The Daily Beast Recommends
This week: a summer sailing murder, an undercover spy novel by an undercover author, and a little soul-searching for the GOP.
NOC: Non-Official Coverby Nicholas Anderson and Maxine Paetro
An MI6 agent guides us through the frontlines we never see.
Lately we’ve seen Sir John Sawers, the newly appointed head of MI6—more commonly known as Her Majesty’s Secret Service—humiliatingly exposed by his less-than-careful wife and her Facebook profile. But if you’re not interested in seeing an intelligence operative in his swimming trunks, you may want to delve into this slightly more action-packed profile of the quintessential cool customer. Nicholas Anderson is not likely to follow the same fate as Sawers, primarily because Nicholas Anderson is a fabricated name, and his newly published account is a fictionalized memoir. Rarely has the average Joe been able to see the life of the secret agent in such vivid candor. Non-Official Cover takes us across the globe in the shoes of the most dangerous professionals on the planet—a must read for any fan of espionage.
The Game of Opposites: A Novelby Norman Lebrecht
The ultimate story of survival.
Norman Lebrecht won the Whitbread First Novel Award for The Song of Names.
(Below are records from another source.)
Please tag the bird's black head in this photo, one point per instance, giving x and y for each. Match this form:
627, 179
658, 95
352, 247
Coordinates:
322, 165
Now comes a follow-up: The Game of Opposites, which documents the struggle of a Holocaust survivor as he navigates through love, regret, and the compulsion for revenge and resolution. The protagonist, who collapses in an unnamed country at the end of a World War, falls in love with his nurse and later marries her. But he’s haunted by his time at a labor camp, and when he sees his commander after several years, he has to choose between forgiveness and vengeance.
The Castaways: A Novelby Elin Hilderbrand
Get caught up in high-society scandal.
Nothing spices up summer like a mysterious death-by-sailing mishap. But if you mix in a slew of prominent young Nantucket couples, the bestselling author Elin Hilderbrand, and a shocking, unpredictable twist, you’ve got one jalapeno popper of a summer novel. Greg and Tess MacAvoy capsize their boat and perish during their luxurious anniversary sail, leaving the Kapenashes, the Drakes, and the Wheelers to investigate the mysterious circumstances that robbed them of the fourth pillar of their closely knit social scene. And there’s bound to be a little romance, too, as Hilderbrand was nominated for the 2008 Romantic Novel of the Year Award for her novel, Barefoot.
Not Now, Voyager: A Memoir by Lynne Sharon Schwartz
The acclaimed author expertly reflects on travel.
We can all learn from our own voyages, but it’s less common to learn from someone else’s—it takes a truly masterful storyteller. Lynne Sharon Schwartz is nothing less than that. The recipient of multiple grants, including those from the Guggenheim Foundation and the National Endowment for the Arts, Schwartz brings authority to an all-too-widespread genre: the traveler’s memoir. From her early travels to Rome to a journey to Jamaica, to a family trip to Montreal, Not Now, Voyager depicts, in addition to journey from place to place, a journey of the mind.
The Conservative Soul: How We Lost It, How to Get It Back by Andrew Sullivan
A self-help manual for the GOP.
Just as the Republican Party has fallen on hard times, along comes Andrew Sullivan’s The Conservative Soul to offer a little direction. In his 2006 book, Sullivan wrote about the rising threat of religious fundamentalism, which had come to dominate the GOP, weighing it against the threat from Muslim fundamentalism. In Conservative Soul, the blogger underscores the importance of what a conservative doesn’t know. “The defining characteristic of the conservative is that he knows what he doesn’t know,” Sullivan writes. “As humans we can merely sense the existence of a higher truth, a greater coherence than ourselves, but we cannot see it face to face.” Sullivan references everyone from Montaigne to philosopher Michael Oakeshott in a book The New York Times calls “Sullivan at his wonderful best.”